Treble : both are sublime but with a different take. The VE8 treble is smooth and has good sparkle, with great speed it’s airy and feathery a very delicate and refined presentation of the treble. I’d say upper treble are as good as it gets and lower treble is tuned for sparkle with just enough excitement. The Solaris has more weight to its treble, but it’s not as fast.
It’s an exciting treble with an emphasis on lower treble while upper treble while very very good takes a back seat to the excitement and sparkle. IMHO the Solaris walk a very fine line pushing treble excitement as far as it can while never sounding harsh or fatiguing… The VE8 was the first IEM that made me realize I loved good treble. The Solaris does the same, showing me another path to exciting and smooth treble. This makes both IEM very emotional.
This will sound strange as it’s BA vs DD but I find although it doesn’t extend quite as low as the Solaris, the Phantom has more bass impact thanks to sharper attack and more kick in the mid bass. There is more rhythm to the Phantom, it’s more physical while the Solaris is more mature with a more refined bass presentation providing more detail and textures.
The Phantom mids are thicker, warmer and more forward. It has a tad more lower mids, but more importantly the Phantom has upper mids tuned for clarity : a necessity given the lesser treble sparkle, that prevent the Phantom to fall into darkness so to speak. The Phantom mids have more power and their presence is felt while the Solaris has more transparent mids with upper mids tuned for smoothness as the treble is providing the air and clarity to its signature.
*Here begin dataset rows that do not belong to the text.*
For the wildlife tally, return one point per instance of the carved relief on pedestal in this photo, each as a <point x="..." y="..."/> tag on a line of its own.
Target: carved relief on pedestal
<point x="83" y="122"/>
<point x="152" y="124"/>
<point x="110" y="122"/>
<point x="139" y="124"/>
Both the Phantom and Solaris have unusual weight and body to their treble, but the Solaris has much more sparkle and it’s treble tone is brighter than the Phantom. The Phantom lower treble is much more conservative where the Solaris is playful. The Phantom engages you with its bass kick while the Solaris is giving you shivers with its treble.
Solaris separation is better than the Phantom while remaining just as coherent there is simply a lot more air by way of its much bigger soundstage. Imaging is great on both but simply sounds better because the image itself is much bigger and deeper on the Solaris.
The EX1000 is brighter than the Solaris, those are two different signatures. The EX1000 is more neutral bright to my ears while the Solaris is neutral warm. The EX1000 can be a bit harsh at times (although a copper cable will help), the Solaris is as smooth as it gets. Both have a high level of detail but the EX1000 is focused on sharpness and Solaris on smooth delivery. Both have great extension, the Solaris has more kick in the bass but they share good bass texture with a high degree of naturalness. The EX1000 is faster with quicker decay.
The Solaris mids are thicker there is more body and weight and lower mids have more presence. Both have great articulate mids but the EX1000 upper mids are clearly more prominent.
The treble is very extended on both, but the presentation is very different. The EX1000 is thinner, with more upper treble presence, it’s a airy treble with quicker decay. Resolution is better on the EX1000. The Solaris has weight in the treble, it’s has more texture and has more impact. Lower treble is more prominent on the Solaris but always smooth and sibilance free contrary to EX1000.
Both share a great soundstage, I think the EX1000 is wider or appears so because it doesn’t have the great depth of the Solaris, also the Solaris soundstage is taller and overall more holographic. The Solaris is bigger sounding probably also thanks to that deep reaching sub bass.